During the first 45 minutes, the swelling rate increased rapidly for all samples, but was more pronounced for samples containing magnesium particles (CA-Mg and CA-HAp-Mg).
The sample reached a steady state after 90 minutes, with CA-Mg sample expansion by about 48%, CA-HAp-Mg sample expansion by about 38%, and CA-HAp sample expansion by 32%.
Surface wetting quantified by contact angle measurements is an important factor in the functionality and biocompatibility of implantable devices. Thus, a small contact angle will improve cell adhesion, while a hydrophobic surface (contact angle > 90°) may affect cell adhesion, resulting in rejection of the implant material.
For samples containing magnesium particles (CA-HAp-Mg and CA-Mg), the lowest contact angle values were obtained, which demonstrated that by adding them, hydrophilic surfaces conducive to biointegration could be obtained.
It is well known that complex contact angle behavior can be observed when droplets come into contact with a mixture of different particles, such as in our case (HAp and Mg particles).
As an analytical tool, Cassie-Baxter theory can be used. They showed that in the case of mixtures formed by larger particles (i.e., Mg powder) and small particles (i.e., HAp powder), if the larger particle diameter is above the critical volume fraction, the surface wettability may change greatly because small particles appear partially overriding the larger particles.
For larger particle diameters less than or equal to the critical value, full surface coverage of larger particles occurs, and the mixture receives the surface characteristics of small particles.
In our study, in the case of CA-HAp-Mg, the contact angle is almost equal to the contact angle obtained by CA-HAp. We can conclude that since HAp small particles readily form agglomerates, HAp particles massively cover the surface of Mg particles, as demonstrated by the SEM study. This fact determines the increase in surface contact angle compared to CA-Mg samples.
conclusion
The main problem with magnesium-based biomaterials is their inhomogeneity and rapid degradation. To counteract this shortcoming, this study aims to obtain composite polymer coatings that are stable in physiological environments and exhibit good osteoblast responses in terms of cell adhesion and viability.
Studies have shown that coatings based on cellulose acetate and hydroxyapatite and/or magnesium particles can be obtained by solvent evaporation. TGA analysis confirmed the stability of the sample at up to 200 °C and highlighted that in the temperature range of 5-9 °C, the mass loss was between 25% and 250% due to the presence of water in the material structure.

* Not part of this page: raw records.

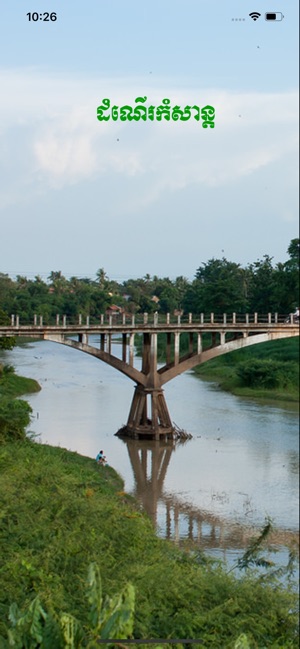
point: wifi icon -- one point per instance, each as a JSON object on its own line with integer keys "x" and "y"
{"x": 254, "y": 15}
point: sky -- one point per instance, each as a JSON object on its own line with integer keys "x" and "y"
{"x": 138, "y": 198}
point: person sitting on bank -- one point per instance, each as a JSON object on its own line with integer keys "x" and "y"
{"x": 101, "y": 459}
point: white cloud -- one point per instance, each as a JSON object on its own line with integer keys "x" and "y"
{"x": 68, "y": 145}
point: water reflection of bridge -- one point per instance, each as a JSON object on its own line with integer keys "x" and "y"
{"x": 180, "y": 521}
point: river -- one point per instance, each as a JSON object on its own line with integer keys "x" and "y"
{"x": 241, "y": 465}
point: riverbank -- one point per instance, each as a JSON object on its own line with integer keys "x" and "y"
{"x": 266, "y": 371}
{"x": 61, "y": 511}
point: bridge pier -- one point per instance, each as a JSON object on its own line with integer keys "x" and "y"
{"x": 149, "y": 416}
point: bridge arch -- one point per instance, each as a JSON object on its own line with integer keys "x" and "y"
{"x": 149, "y": 416}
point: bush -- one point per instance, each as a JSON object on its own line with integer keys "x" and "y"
{"x": 266, "y": 373}
{"x": 14, "y": 417}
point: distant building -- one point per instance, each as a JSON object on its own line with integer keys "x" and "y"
{"x": 114, "y": 310}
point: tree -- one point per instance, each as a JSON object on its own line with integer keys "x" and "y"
{"x": 219, "y": 287}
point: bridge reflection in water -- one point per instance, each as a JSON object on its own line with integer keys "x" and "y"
{"x": 179, "y": 521}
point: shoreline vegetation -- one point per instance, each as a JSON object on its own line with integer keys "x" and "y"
{"x": 267, "y": 371}
{"x": 264, "y": 371}
{"x": 63, "y": 516}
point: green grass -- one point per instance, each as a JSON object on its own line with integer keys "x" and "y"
{"x": 278, "y": 356}
{"x": 61, "y": 511}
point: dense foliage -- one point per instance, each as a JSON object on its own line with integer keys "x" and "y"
{"x": 266, "y": 370}
{"x": 60, "y": 512}
{"x": 220, "y": 285}
{"x": 14, "y": 413}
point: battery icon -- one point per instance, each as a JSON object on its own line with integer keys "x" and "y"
{"x": 276, "y": 15}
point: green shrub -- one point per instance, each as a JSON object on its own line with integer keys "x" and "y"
{"x": 266, "y": 373}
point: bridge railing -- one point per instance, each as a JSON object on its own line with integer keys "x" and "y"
{"x": 156, "y": 319}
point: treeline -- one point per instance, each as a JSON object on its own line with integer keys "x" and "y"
{"x": 220, "y": 285}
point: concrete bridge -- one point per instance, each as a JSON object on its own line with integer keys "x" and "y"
{"x": 149, "y": 416}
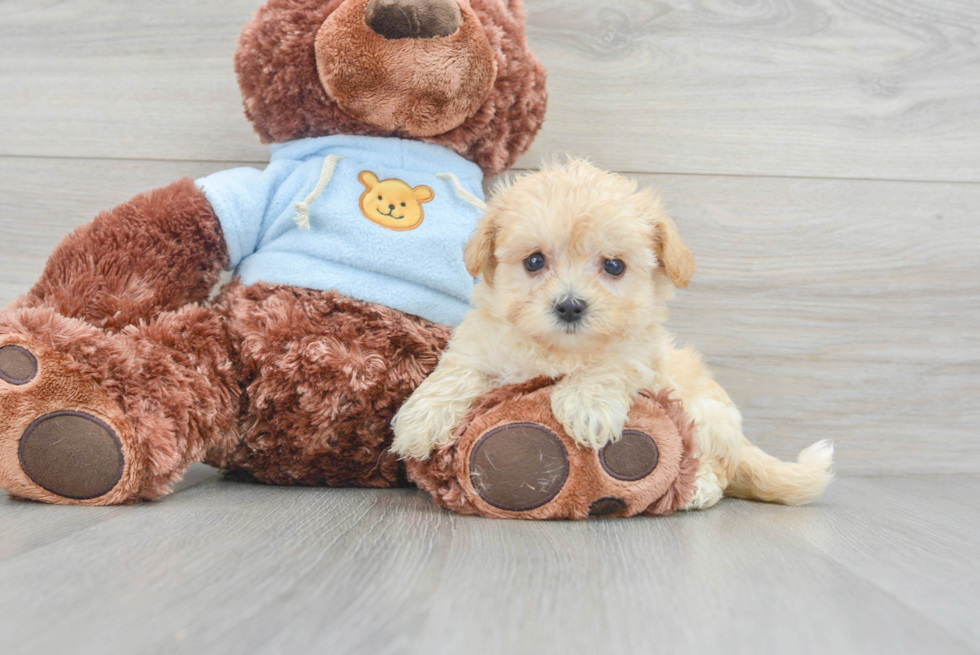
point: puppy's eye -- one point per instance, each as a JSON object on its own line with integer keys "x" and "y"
{"x": 614, "y": 267}
{"x": 535, "y": 262}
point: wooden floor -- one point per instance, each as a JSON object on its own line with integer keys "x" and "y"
{"x": 821, "y": 157}
{"x": 881, "y": 565}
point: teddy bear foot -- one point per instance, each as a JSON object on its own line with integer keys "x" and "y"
{"x": 62, "y": 440}
{"x": 510, "y": 458}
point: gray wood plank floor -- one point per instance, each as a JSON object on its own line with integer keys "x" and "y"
{"x": 879, "y": 565}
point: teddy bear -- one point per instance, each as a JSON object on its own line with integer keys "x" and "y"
{"x": 118, "y": 369}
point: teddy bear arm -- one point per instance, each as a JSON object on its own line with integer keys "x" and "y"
{"x": 157, "y": 252}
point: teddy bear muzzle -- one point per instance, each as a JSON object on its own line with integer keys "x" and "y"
{"x": 413, "y": 19}
{"x": 411, "y": 68}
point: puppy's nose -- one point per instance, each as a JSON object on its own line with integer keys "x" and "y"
{"x": 414, "y": 19}
{"x": 571, "y": 310}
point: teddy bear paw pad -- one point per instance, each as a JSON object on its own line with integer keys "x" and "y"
{"x": 632, "y": 457}
{"x": 608, "y": 507}
{"x": 519, "y": 467}
{"x": 17, "y": 365}
{"x": 72, "y": 454}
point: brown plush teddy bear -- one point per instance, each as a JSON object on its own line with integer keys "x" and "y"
{"x": 117, "y": 372}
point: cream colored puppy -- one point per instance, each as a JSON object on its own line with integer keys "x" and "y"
{"x": 576, "y": 267}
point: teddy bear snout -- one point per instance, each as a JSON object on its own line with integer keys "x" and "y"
{"x": 414, "y": 19}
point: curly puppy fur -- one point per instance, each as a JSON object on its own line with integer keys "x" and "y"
{"x": 579, "y": 218}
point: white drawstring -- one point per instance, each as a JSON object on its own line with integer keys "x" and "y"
{"x": 461, "y": 192}
{"x": 303, "y": 208}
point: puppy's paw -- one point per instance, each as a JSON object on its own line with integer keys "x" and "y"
{"x": 420, "y": 427}
{"x": 590, "y": 417}
{"x": 708, "y": 492}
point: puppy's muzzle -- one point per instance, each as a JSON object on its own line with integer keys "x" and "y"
{"x": 571, "y": 310}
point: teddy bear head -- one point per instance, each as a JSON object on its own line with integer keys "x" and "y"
{"x": 457, "y": 73}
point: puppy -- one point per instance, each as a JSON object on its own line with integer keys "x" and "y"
{"x": 576, "y": 266}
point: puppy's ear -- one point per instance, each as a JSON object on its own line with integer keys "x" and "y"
{"x": 675, "y": 258}
{"x": 479, "y": 251}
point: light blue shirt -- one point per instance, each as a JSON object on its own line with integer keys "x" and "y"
{"x": 375, "y": 233}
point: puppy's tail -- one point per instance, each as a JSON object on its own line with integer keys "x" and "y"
{"x": 759, "y": 476}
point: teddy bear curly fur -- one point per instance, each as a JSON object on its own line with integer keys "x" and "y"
{"x": 280, "y": 384}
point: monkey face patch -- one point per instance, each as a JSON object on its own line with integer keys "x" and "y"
{"x": 392, "y": 203}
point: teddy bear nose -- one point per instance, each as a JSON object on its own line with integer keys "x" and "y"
{"x": 414, "y": 19}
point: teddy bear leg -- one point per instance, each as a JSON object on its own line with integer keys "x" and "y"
{"x": 510, "y": 458}
{"x": 157, "y": 252}
{"x": 324, "y": 376}
{"x": 97, "y": 418}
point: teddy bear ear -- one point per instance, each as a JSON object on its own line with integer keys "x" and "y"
{"x": 369, "y": 179}
{"x": 423, "y": 194}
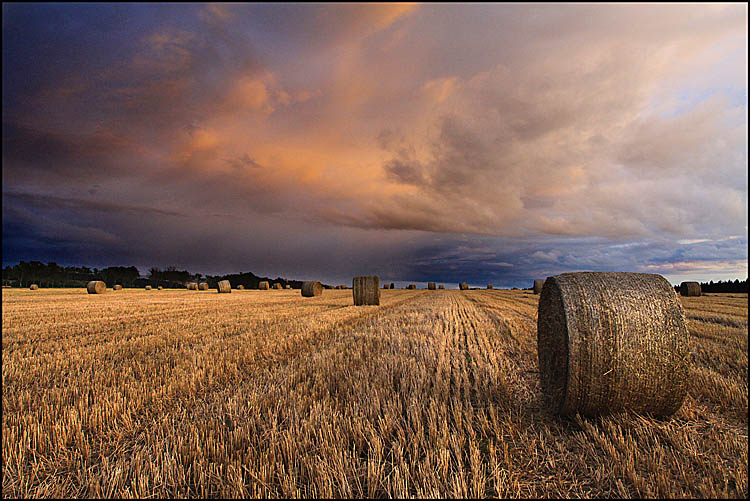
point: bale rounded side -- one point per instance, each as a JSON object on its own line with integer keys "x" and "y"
{"x": 366, "y": 290}
{"x": 690, "y": 289}
{"x": 311, "y": 288}
{"x": 611, "y": 341}
{"x": 96, "y": 287}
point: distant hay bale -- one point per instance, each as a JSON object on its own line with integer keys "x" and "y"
{"x": 311, "y": 288}
{"x": 611, "y": 341}
{"x": 96, "y": 287}
{"x": 223, "y": 287}
{"x": 690, "y": 289}
{"x": 366, "y": 290}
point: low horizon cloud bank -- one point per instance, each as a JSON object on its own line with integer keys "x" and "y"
{"x": 489, "y": 143}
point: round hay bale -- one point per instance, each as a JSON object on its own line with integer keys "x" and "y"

After 250°C, the coating shows significant weight loss due to polymer degradation. The addition of hydroxyapatite to the cellulose acetate polymer matrix affects the topography of the composite sample.
Scanning electron microscopy highlights the formation of hydroxyapatite crystals in the material structure (CA-HAp and CA-HAp-Mg) due to the poor dispersion of inorganic fillers in polymer solutions.
In the case of CA-HAp and CA-Mg composite samples, a homogeneous structure and cell viability values above 80% were obtained. Analysis of experimental composite samples highlighted the positive effects of magnesium and hydroxyapatite particles when used alone.
Two types of granules (hydroxyapatite and magnesium) are not recommended as mixed fillers. In future studies, we will use only inorganic fillers to obtain CA-based composite coatings on magnesium alloys, as these composite coatings show better results from an in vitro testing perspective for future potential orthopedic biodegradable implants for trauma.